The most ambitious bid to rescue the global oil industry ever seen has been swept aside by a brutal wave of demand destruction.
Less than two weeks ago, the world’s biggest oil producers -- in a deal facilitated by US President Donald Trump -- agreed to slash output in the hope of defending energy markets against the ravages of the coronavirus outbreak, Bloomberg reported.
Yet Monday’s historic slump, in which crude prices fell below zero in the US, made OPEC and its partners painfully aware of the limits of their powers.
Some nations in the group are desperately searching for any additional steps they might take to stem the rout, but they have few options.
“The OPEC+ leadership is currently engaged in serious crisis management conversations,” said Helima Croft, head of commodity strategy at RBC Capital Markets LLC. Yet “there is little that OPEC+ can do to arrest the demand collapse.”

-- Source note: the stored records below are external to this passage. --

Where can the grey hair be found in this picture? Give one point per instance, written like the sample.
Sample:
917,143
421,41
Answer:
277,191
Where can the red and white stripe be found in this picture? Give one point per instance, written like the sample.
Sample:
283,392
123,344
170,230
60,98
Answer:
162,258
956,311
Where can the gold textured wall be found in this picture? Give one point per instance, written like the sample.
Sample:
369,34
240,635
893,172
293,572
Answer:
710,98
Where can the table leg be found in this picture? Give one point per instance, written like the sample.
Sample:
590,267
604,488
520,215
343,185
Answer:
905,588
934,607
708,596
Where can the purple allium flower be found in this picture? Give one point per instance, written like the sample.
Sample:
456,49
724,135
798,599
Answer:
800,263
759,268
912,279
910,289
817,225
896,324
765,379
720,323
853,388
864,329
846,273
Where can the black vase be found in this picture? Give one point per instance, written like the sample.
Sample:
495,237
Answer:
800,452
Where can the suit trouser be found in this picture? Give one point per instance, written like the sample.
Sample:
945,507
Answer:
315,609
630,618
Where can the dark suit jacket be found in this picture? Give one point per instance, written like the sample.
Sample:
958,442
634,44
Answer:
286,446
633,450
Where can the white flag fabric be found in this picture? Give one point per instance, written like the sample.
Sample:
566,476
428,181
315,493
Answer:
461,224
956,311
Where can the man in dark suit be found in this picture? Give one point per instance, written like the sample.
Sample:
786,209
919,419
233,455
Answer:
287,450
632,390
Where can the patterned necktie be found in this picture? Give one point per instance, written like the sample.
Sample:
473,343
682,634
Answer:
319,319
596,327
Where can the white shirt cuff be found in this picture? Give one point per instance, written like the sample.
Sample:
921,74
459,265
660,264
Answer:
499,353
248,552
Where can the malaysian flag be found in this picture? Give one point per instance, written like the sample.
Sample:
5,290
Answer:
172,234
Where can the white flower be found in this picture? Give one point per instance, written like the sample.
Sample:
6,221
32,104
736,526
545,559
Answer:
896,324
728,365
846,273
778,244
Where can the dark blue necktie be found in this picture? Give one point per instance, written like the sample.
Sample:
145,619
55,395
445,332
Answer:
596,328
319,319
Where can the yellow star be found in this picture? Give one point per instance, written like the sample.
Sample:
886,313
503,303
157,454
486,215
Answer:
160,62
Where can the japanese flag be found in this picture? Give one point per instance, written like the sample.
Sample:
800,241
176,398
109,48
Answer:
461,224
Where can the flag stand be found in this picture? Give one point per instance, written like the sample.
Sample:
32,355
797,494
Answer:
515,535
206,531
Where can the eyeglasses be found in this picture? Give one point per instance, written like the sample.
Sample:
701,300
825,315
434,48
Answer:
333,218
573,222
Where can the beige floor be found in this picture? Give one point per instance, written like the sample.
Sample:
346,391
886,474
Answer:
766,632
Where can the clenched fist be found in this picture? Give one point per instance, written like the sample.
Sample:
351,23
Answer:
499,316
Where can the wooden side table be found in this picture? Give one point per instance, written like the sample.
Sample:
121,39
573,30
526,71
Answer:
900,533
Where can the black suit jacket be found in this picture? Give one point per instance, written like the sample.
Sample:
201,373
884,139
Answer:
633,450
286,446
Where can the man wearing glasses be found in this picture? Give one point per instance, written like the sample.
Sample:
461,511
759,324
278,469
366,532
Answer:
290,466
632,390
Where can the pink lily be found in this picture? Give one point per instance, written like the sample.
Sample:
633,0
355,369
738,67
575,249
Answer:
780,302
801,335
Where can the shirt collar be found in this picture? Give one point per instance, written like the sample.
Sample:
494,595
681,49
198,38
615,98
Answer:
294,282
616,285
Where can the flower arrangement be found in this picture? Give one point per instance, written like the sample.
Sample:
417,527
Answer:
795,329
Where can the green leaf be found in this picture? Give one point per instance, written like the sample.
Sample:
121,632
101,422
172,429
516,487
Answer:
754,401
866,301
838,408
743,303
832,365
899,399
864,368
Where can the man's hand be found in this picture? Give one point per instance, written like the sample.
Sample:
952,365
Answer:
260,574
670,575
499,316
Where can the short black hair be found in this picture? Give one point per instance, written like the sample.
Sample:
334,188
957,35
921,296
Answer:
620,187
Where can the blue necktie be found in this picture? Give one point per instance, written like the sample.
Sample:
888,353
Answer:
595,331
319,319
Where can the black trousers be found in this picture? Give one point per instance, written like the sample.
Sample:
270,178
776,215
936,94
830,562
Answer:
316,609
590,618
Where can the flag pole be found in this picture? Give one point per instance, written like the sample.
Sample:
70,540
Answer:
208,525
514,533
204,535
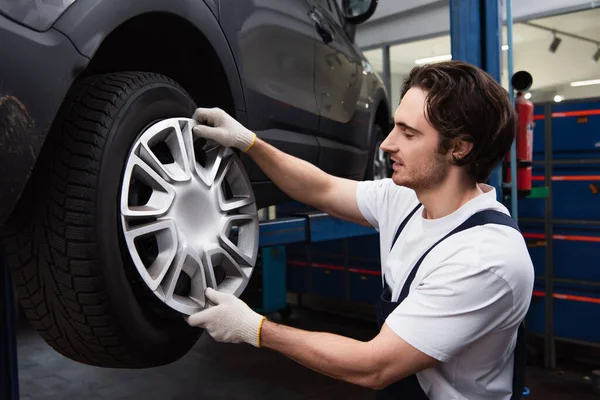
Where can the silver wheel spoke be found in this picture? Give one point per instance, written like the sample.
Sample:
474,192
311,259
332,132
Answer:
159,242
208,156
162,146
224,273
189,271
234,193
158,194
188,215
234,237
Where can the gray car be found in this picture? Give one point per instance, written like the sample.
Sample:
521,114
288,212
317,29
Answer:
114,217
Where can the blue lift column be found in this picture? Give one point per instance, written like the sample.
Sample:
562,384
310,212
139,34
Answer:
475,37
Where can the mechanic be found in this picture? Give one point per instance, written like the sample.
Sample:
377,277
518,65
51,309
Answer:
449,317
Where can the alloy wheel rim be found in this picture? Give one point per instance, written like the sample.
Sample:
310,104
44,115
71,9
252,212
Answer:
188,215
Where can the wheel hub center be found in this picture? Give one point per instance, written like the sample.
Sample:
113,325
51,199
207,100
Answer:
197,214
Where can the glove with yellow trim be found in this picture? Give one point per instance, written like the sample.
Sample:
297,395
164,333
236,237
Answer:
230,320
221,127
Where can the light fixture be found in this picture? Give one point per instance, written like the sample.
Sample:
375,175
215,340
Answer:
445,57
586,83
596,55
555,43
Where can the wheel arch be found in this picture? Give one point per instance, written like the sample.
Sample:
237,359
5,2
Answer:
181,39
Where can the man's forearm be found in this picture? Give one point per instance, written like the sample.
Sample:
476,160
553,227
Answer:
299,179
332,355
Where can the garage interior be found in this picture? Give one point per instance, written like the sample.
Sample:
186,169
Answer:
318,273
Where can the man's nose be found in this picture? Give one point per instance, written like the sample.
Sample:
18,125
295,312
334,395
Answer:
388,145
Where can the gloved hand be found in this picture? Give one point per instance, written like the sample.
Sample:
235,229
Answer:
219,126
230,320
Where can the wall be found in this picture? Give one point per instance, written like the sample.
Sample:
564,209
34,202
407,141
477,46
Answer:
400,21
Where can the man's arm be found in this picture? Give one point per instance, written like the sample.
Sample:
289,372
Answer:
374,364
306,183
299,179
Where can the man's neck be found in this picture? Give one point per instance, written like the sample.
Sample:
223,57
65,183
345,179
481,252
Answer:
445,199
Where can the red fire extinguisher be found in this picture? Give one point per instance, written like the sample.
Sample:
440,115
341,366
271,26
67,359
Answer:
522,81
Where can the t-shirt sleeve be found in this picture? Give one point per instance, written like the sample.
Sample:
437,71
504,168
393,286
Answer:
371,197
451,308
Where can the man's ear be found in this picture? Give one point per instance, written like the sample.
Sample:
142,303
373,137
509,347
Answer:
461,148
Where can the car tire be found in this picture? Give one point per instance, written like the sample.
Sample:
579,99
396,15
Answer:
76,280
378,165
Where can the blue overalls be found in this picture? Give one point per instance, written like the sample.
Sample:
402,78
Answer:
409,387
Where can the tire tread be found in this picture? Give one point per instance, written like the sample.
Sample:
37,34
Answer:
51,241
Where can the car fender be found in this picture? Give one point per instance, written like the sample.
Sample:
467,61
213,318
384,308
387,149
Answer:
379,99
88,22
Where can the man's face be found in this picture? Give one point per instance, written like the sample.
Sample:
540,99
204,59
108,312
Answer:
413,146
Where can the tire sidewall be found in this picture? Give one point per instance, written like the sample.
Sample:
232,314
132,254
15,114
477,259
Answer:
147,104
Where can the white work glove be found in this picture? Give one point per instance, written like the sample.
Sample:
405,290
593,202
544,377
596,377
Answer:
229,320
219,126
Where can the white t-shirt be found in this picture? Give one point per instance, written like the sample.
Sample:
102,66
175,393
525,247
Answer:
468,297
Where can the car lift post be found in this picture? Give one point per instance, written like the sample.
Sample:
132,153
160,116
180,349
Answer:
310,227
9,380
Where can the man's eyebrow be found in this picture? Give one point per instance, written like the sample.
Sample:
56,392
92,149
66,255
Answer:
408,127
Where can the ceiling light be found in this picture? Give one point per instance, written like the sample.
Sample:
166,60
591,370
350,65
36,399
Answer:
554,44
586,83
445,57
596,55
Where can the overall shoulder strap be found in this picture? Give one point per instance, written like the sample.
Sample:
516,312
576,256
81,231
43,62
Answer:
403,224
479,218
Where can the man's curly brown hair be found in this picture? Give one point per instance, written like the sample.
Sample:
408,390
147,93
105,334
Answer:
464,102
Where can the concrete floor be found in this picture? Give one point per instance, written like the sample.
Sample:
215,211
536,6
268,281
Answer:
222,371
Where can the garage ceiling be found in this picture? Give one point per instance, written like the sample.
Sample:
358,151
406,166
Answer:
552,72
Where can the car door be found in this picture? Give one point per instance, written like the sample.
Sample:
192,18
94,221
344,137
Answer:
338,82
274,46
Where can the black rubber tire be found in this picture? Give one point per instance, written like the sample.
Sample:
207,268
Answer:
376,138
75,282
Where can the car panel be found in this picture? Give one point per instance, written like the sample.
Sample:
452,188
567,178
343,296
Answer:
36,56
88,22
274,43
344,113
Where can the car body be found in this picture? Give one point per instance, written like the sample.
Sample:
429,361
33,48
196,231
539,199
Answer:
288,70
113,216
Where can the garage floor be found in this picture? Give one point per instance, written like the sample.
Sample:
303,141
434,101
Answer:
223,371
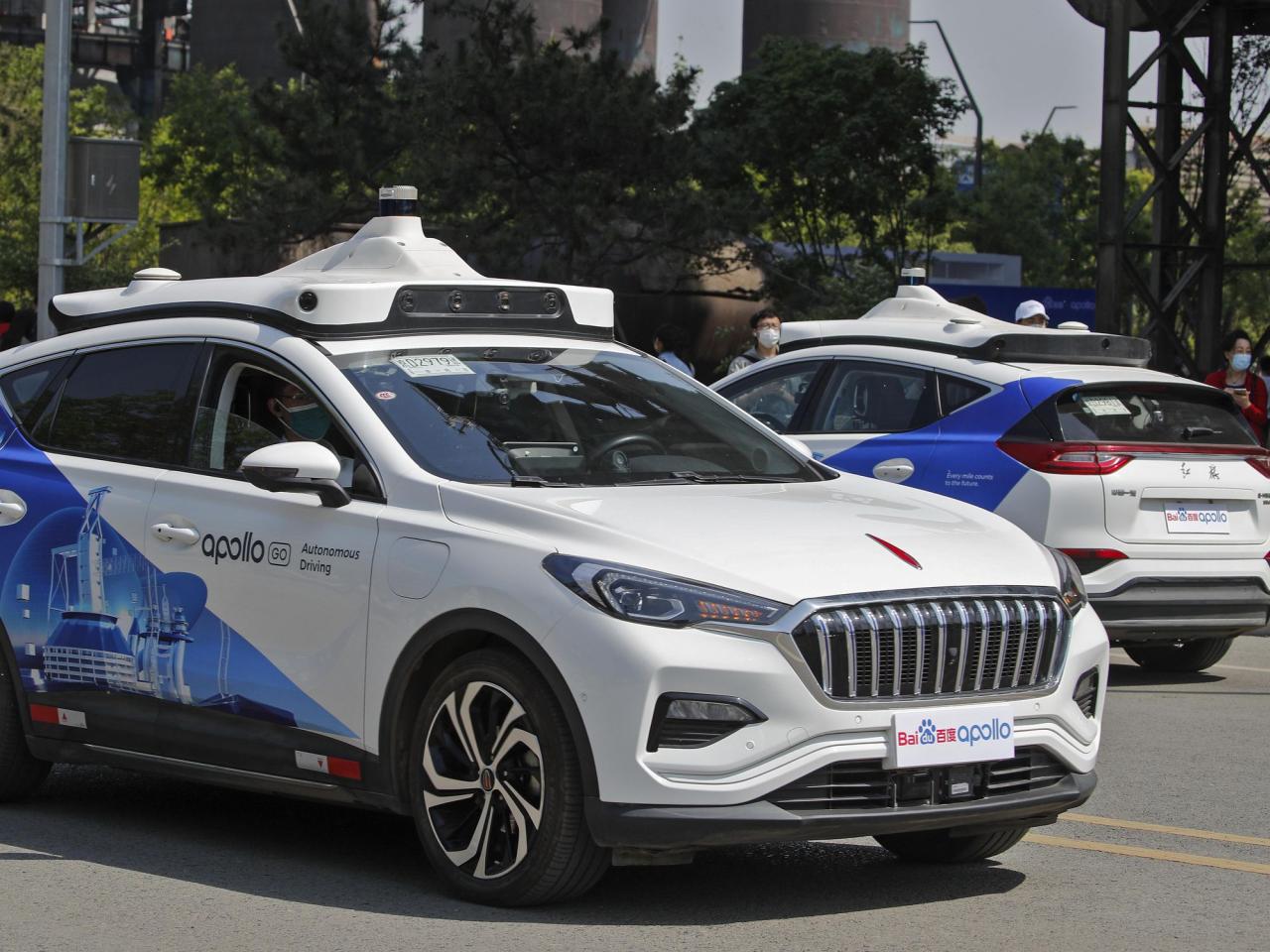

Algeria, which holds the Organization of Petroleum Exporting Countries’ rotating presidency, has proposed bringing forward the supply cuts -- due to begin on May 1 -- to take effect immediately, according to three people familiar with the matter.
But there was no sign that the move was backed by OPEC’s key members, or would even make much difference at this point.
Though the production cutbacks pledged by OPEC+ are historically large, at just under 10 million barrels a day or about 10% of world supply, they are completely dwarfed by the immensity of the demand loss.